England can now boast more distilleries than Scotland, according to the latest data.

New HMRC figures show that in 2018 the UK recorded 361 distilleries, of which 166 are in England compared to 160 based in Scotland.

The gin boom has helped the number of UK distilleries to more than double in the last five years with HMRC issuing 31 new distillery licences in England compared to just 11 in Scotland.

This is a contrast to previous years where Scotland’s history of Scotch Whisky helped it lead the way. And just one year earlier, in 2017, Scotland had a total of 149 distilleries, beating England’s 135.

The WSTA’s end of year market report showed a massive boost in gin sales over the summer of 2018 taking the total UK sales value to more than £1.9 billion. More than 66 million bottles of gin were sold in the UK in 12 months, up 41% and more than 19 million more bottles than the same period last year.

Scotland does still boast some of the largest distilleries in the UK, however, an increasing number of smaller distilleries have emerged across England and Wales, with many of them diversifying and making new gins, whiskies, vodkas, rums, brandies and liqueurs.

Chief executive of the Wine and Spirit Trade Association, Miles Beale, said: “It lifts the spirits to hear that distillery numbers continue to grow in the UK. It’s not just our gins picking up awards, but we have also seen a growing number of excellent quality English and Welsh whiskies too. With all the uncertainty surrounding Brexit it is extremely reassuring that our talented spirit makers are continuing to innovate, invest and grow.

“With England now boasting more distilleries than its Scottish cousins, 2018 really has marked a moment in history. There is a significant amount of money being poured back in to the British spirits industry which has been helped by the Chancellor freezing spirit duty.”

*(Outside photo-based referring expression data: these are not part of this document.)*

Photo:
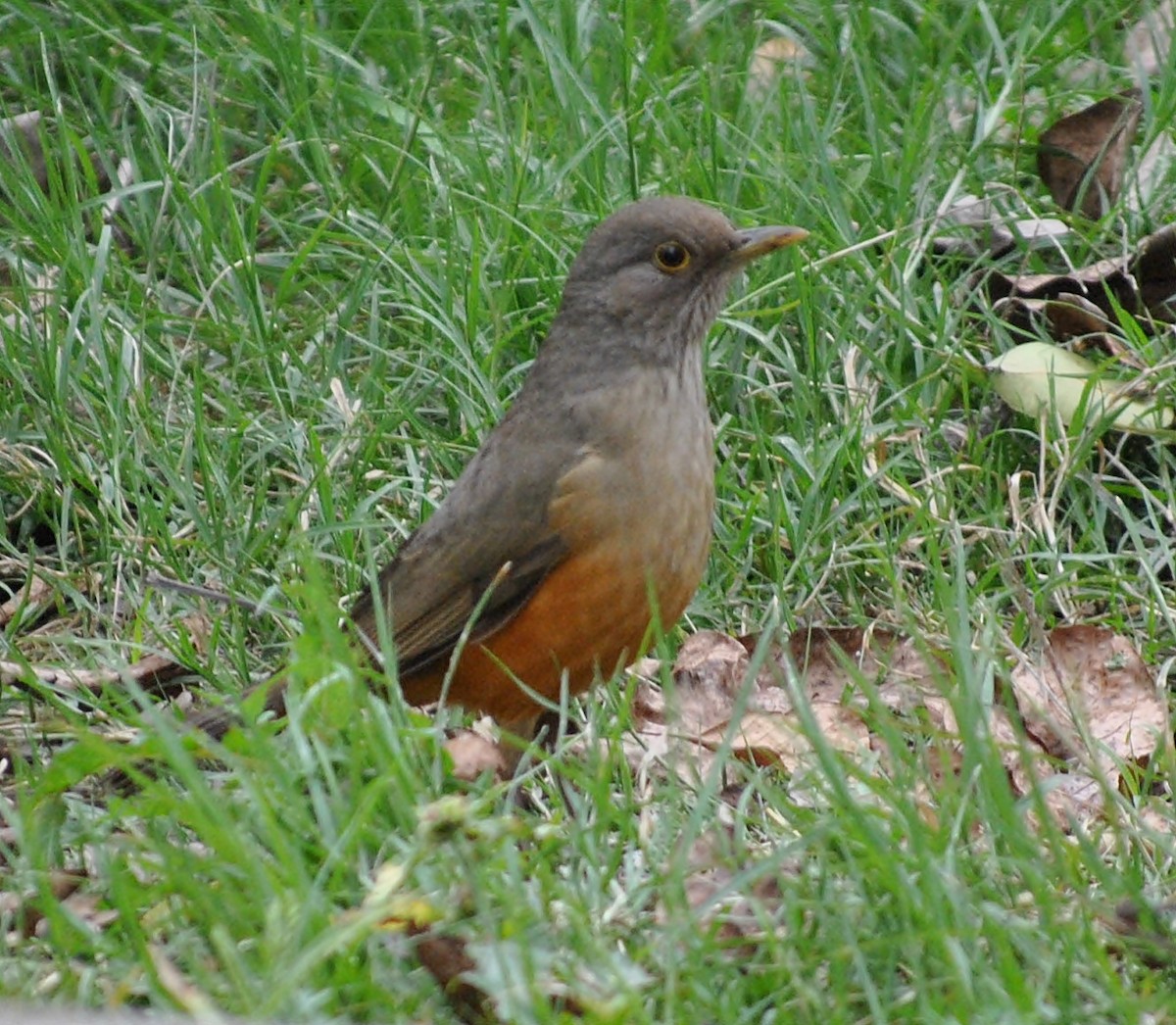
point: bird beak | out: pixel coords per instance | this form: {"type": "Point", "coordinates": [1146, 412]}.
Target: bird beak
{"type": "Point", "coordinates": [757, 242]}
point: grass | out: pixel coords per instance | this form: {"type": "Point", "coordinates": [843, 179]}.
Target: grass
{"type": "Point", "coordinates": [346, 230]}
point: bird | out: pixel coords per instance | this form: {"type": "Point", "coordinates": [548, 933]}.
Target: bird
{"type": "Point", "coordinates": [580, 529]}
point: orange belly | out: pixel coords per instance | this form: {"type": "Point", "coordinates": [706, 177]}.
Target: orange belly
{"type": "Point", "coordinates": [591, 616]}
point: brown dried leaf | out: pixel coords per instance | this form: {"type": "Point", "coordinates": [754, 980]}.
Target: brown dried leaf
{"type": "Point", "coordinates": [474, 756]}
{"type": "Point", "coordinates": [446, 958]}
{"type": "Point", "coordinates": [770, 60]}
{"type": "Point", "coordinates": [1082, 158]}
{"type": "Point", "coordinates": [1091, 697]}
{"type": "Point", "coordinates": [711, 894]}
{"type": "Point", "coordinates": [777, 738]}
{"type": "Point", "coordinates": [1144, 283]}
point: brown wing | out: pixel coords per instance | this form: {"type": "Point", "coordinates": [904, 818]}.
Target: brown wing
{"type": "Point", "coordinates": [498, 514]}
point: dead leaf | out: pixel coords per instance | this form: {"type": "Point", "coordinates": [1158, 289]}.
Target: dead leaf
{"type": "Point", "coordinates": [1082, 158]}
{"type": "Point", "coordinates": [779, 738]}
{"type": "Point", "coordinates": [474, 756]}
{"type": "Point", "coordinates": [1142, 283]}
{"type": "Point", "coordinates": [769, 61]}
{"type": "Point", "coordinates": [1089, 697]}
{"type": "Point", "coordinates": [975, 227]}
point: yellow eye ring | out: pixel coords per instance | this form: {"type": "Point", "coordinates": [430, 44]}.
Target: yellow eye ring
{"type": "Point", "coordinates": [671, 258]}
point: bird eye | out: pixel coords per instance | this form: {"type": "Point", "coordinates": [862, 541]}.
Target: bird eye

UK distillery openings have gone up 210% from 116 since 2010 when the WSTA first started collecting data – adding 245 in just eight years.

English wine and beer maker Chapel Down extended into gin and vodka making last year and in March it will open the Chapel Down Gin Works, an experiential bar, restaurant and distillery.

Chapel Down’s managing director, Mark Harvey, said: “More and more consumers want to visit the location where their products are made and be informed and entertained by the people who make it happen. There’s nothing like a hands-on experience. Our Winery visits have been a key component behind the success of Chapel Down wines – growing the congregation year on year.

“And so, following the humbling success of the launch of our new Chapel Down Bacchus Gin, it was a natural next step for us to open a distillery experience, restaurant and bar to enable us to give customers what they want. A great time!  And we’re just thrilled we have landed this in the heart of a re-energised King’s Cross, the most connected place in London.”

Chief executive of the London Distillery Company, Killian O’Sullivan, said: “2018 was a tremendous year across the board for the UK spirits industry. This growth coupled with the launch of two of our whisky expressions and investment in the development of several new white spirits products has meant that we have had to launch a round of fundraising which will allow us to continue to meet the demand for British spirits both at home and overseas in the years ahead. We now produce horseradish vodka, triple sec and a liqueur in addition to our extensive range of gins and whisky. 

“Growth in the gin category shows no sign of abating and we were delighted to see a number of English distilleries open in this space. Consumers continue to demand innovation across all spirit categories. Our view is that each of the new English distilleries will bring their own unique style and sense of place to the industry which in turn will drive the innovation that consumers have embraced over the last number of years.”

 Warren Scott, chief executive officer of Quintessential Brands Group, owners of Thomas Dakin Gin, commented: “We’re in a golden era for quality English gin – it’s never been so popular but its origins in the North West of England are little known. The region has been an epicentre of excellence for English gin going back to the 1700’s and continues to produce some of the world’s best-selling gins at G&J Distillers in Warrington.

“There’s a growing thirst for knowledge when it comes to gin and with our new Thomas Dakin distillery, we are looking forward to breaking new ground in craft gin distilling and also to showing the world the North West’s important place in the colourful history of gin.”